GameStop’s quarterly earnings report, released last night, contained relatively good news for the embattled retailer, including a smaller-than-expected operating loss and the company’s first year-over-year increase in quarterly revenues in years. But GameStop’s heavily inflated stock price is down significantly in morning trading on news that the company plans to sell more shares and the announcement that it is cooperating with a Securities and Exchange Commission investigation into the “meme stock” phenomenon.

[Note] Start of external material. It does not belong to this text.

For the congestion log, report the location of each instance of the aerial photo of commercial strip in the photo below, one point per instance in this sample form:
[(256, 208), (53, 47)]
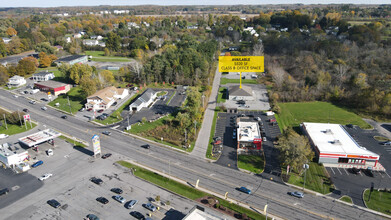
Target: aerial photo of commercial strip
[(195, 112)]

In what CEO George Sherman called a “strong start to the year,” GameStop’s net sales were up over 25 percent to $1.3 billion in the fiscal quarter ending on April 30. That’s despite “a roughly 12 percent reduction in the global store fleet due to our strategic de-densification efforts and the continued store closures in Europe during the quarter due to the COVID-19 pandemic.” The increased sales weren’t enough to make GameStop profitable again, but they were enough to reduce quarterly losses to $66.8 million (or $29.4 million if you take out one-time payments), down from $108 million a year ago.
If they want to buy, we want to sell
More than that, the last quarter saw GameStop’s bottom line buoyed by the sale of 3.5 million shares of additional stock—$551 million worth—to a rabid market willing to pay an average of nearly $160 per share (compared to the sub-$20 share price at the beginning of the year). Thanks largely to that infusion of cash, GameStop has eliminated $504 million in long-term debts it had on its balance sheet a year ago, and it is now sitting on $770.8 million in cash on hand, up from $583.9 million a year ago.